While many pharmacists across the U.S. have struggled to get their hands on Ozempic, some haven’t bothered.
Nate Hux, the owner of Pickerington Pharmacy in Ohio, stopped stocking the diabetes drug — which has soared in popularity, particularly for its off-label use as a weight loss aid — last summer.
At that time, there were widespread shortages of Ozempic, but that’s not what drove Hux to ditch the drug. Instead, he said, it was because selling the medication was hurting his business.
The average wholesale price of Ozempic that pharmacies pay is about $900 for a 30-day supply, he said. But Hux said for each prescription, he was typically reimbursed just $860.
“It is too expensive for us to stock,” he said.
Hux is among a group of independent pharmacists who have stopped carrying Ozempic and other drugs in the same class, in part, they say, because of the underpayments by pharmacy benefits managers, who act as middlemen between pharmacists and insurers. These drugs, called GLP-1 agonists, are relatively new and still under patent, meaning there are no generic alternatives.
The development adds a twist to the Ozempic saga in the U.S., where many patients over the last year have been forced to visit multiple pharmacies in search of the drug, which has been difficult to find because of shortages.
Steve Hoffart, the owner of Magnolia Pharmacy in Magnolia, Texas, stopped stocking Ozempic and similar diabetes medications about a year ago.
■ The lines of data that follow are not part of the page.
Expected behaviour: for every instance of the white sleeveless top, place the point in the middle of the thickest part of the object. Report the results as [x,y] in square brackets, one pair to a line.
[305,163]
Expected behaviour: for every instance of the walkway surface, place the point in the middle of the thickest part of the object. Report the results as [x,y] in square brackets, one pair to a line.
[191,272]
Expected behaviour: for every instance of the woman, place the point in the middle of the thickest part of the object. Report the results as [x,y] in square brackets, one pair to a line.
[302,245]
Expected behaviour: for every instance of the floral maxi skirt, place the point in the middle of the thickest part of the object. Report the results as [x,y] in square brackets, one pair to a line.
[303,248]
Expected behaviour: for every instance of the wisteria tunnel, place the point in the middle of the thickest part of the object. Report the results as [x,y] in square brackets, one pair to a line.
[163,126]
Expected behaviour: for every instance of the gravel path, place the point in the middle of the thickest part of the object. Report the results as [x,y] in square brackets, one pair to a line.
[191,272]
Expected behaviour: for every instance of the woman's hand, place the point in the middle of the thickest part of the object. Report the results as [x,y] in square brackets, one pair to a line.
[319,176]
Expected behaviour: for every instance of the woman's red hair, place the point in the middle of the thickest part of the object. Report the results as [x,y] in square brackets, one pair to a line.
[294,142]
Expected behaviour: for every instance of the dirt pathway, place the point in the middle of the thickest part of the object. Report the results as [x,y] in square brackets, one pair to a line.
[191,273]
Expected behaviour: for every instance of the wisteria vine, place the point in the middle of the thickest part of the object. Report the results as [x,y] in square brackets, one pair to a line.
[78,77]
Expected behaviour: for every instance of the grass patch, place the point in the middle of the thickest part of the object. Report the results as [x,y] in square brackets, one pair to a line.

He was seeing reimbursements at about $10 to $40 below the cost of the drugs.
The change, he said, was needed to keep his pharmacy afloat.
“There have been supply issues, but a lot of independents are just telling people we can’t get it because we can’t afford to dispense things below cost,” he said.
A threat to independent pharmacies
Underpayments are a huge problem for independent pharmacists, who are often given lower reimbursement rates than larger retail pharmacy chains that have more bargaining power, said Inma Hernandez, an associate professor at the University of California, San Diego’s Skaggs School of Pharmacy and Pharmaceutical Sciences.
“This is the reason that many independent pharmacies are going out of business,” she said, adding that there isn’t a whole lot that pharmacists can do in response.
“These aren’t contracts we can negotiate,” Hoffart said. “They’re take it or leave it. You either accept the contract or you lose access to patients.”
Allison Schneider, a spokesperson for Novo Nordisk, the maker of Ozempic, said the company cannot control the price individual pharmacies pay for the medication or how much they are reimbursed by pharmacy benefit managers. “These details are negotiated between pharmacies and external third parties,” she said.
According to the Commonwealth Fund, a nonprofit organization focused on public health issues, three pharmacy benefit managers — CVS Caremark, Cigna’s Express Scripts and UnitedHealth Group’s OptumRx — make up 80% of the market, giving them enormous negotiating power. All three are tied to major health insurance providers.
Pharmacy benefit managers have a special incentive to underpay pharmacists because it may steer customers to their own businesses, said Andrea Pivarunas, a spokesperson for the National Community Pharmacists Association, a trade group for independent pharmacies.
Greg Lopes, a spokesperson for the Pharmaceutical Care Management Association, which represents pharmacy benefit managers, said, “Independent pharmacists are valued partners of pharmacy benefit companies in delivering quality care and necessary medications for patients at affordable costs.”
The high costs of brand-name drugs
Underpayments aren’t only seen for drugs like Ozempic.
The reimbursement rates offered by pharmacy benefit managers are meant to incentivize pharmacists to shop around for the lowest-priced drug, Ciaccia said. It’s typically not a problem for generic drugs, which can be found for low costs.
Finding a low price for brand-name drugs, however, is much harder, because they are sold by a single manufacturer and are usually offered to pharmacists at a set price, he said.
Pharmacists may be able to get by selling brand-name drugs at a loss, if they’re able to make up the difference through sales of cheaper generic drugs that yield higher reimbursement rates.
“For many pharmacies, they have no control over that,” Ciaccia said, referring to the demand for generic drugs. “So as a result, many pharmacies will look at medicines that are being significantly underpaid and make a business decision to not let that drug deep-six their entire business.”
About two years ago, Mike Koelzer, a pharmacist and the owner of Kay Pharmacy in Grand Rapids, Michigan, was forced to make that choice. In order to stop his business from going under, he made the difficult call to stop selling all brand-name drugs.
Doctors will still sometimes write prescriptions to his pharmacy for Ozempic and other brand-name medications, and some customers still come in asking for them, but Koezler tells them he doesn’t have them. He doesn’t think his decision not to carry the drugs has led to lost business.
“I think they understand,” he said. “They know people get pushed around by insurance.”
Hoffart, of Magnolia Pharmacy, acknowledged that his decision to not carry Ozempic and similar drugs could drive away some customers.
“I can’t afford to give away things anymore just out of kindness and goodwill,” Hoffart said. “It is hard for some patients, but at some point, if we’re not in business, we can’t take care of any patients.”